Public health teaches that predictable risk demands prevention. Seatbelts exist because vehicles create foreseeable danger. The same principle applies to digital environments that expose children to adults at scale.
Online grooming now occurs in gaming lobbies, private messages, and voice channels. It crosses state lines and delays response. Parents carry the damage. Public systems struggle to keep up. Missing teens are often labeled as runaways in the early hours. Alert systems do not always reflect digital risk. Platforms point to reporting tools and terms of service as safeguards, even though these measures respond only after harm has already occurred.
Hailey’s family and this community are responding with purpose. Pink ribbons have appeared across Fishers. Thousands have signed a petition supporting Hailey’s Law. The proposal calls for a Pink Alert when online grooming or suspicious digital contact is suspected. It also calls for annual education in Indiana schools on online predators, grooming tactics, and digital safety.

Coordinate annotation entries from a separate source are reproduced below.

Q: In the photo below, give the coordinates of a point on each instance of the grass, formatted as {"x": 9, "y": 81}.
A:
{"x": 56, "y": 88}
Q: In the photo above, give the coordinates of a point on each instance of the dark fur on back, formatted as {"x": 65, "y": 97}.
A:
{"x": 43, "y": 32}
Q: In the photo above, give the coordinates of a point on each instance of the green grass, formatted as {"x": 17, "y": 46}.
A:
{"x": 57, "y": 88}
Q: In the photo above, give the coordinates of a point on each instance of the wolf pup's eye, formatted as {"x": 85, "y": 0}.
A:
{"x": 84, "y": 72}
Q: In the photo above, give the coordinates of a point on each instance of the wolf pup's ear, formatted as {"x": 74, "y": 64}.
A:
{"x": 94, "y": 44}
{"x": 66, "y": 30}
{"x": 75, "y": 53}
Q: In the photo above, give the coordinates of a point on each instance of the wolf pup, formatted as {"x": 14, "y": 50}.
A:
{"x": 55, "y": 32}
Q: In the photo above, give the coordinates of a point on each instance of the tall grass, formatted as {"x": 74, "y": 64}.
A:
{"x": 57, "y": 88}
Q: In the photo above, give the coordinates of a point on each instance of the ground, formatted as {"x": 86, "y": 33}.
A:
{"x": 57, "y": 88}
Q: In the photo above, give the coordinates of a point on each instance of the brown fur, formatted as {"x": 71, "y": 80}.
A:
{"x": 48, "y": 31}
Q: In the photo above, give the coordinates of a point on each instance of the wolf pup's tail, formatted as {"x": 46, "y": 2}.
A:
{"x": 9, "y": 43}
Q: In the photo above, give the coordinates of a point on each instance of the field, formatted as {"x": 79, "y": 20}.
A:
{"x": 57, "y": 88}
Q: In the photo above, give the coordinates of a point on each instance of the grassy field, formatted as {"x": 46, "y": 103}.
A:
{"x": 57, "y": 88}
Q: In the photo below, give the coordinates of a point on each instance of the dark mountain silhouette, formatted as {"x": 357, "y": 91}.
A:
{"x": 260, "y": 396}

Her death demands that we confront the systems that shaped her vulnerability. Big tech did not kill Hailey, but it helped create an environment where tragedies like this became easier.
I write this as a concerned parent and I know I am not alone. Our children deserve better.
Raja Ramaswamy is an Indianapolis-based physician and the author of “YOU Are the New Prescription.”

All parents should read this. Great article
Great article!! I know Dr Ramaswamy and he is a caring wonderful Physician. He is also a great family man. I hope his concern for our community and our children can resonate and lead to changes to protect our youth.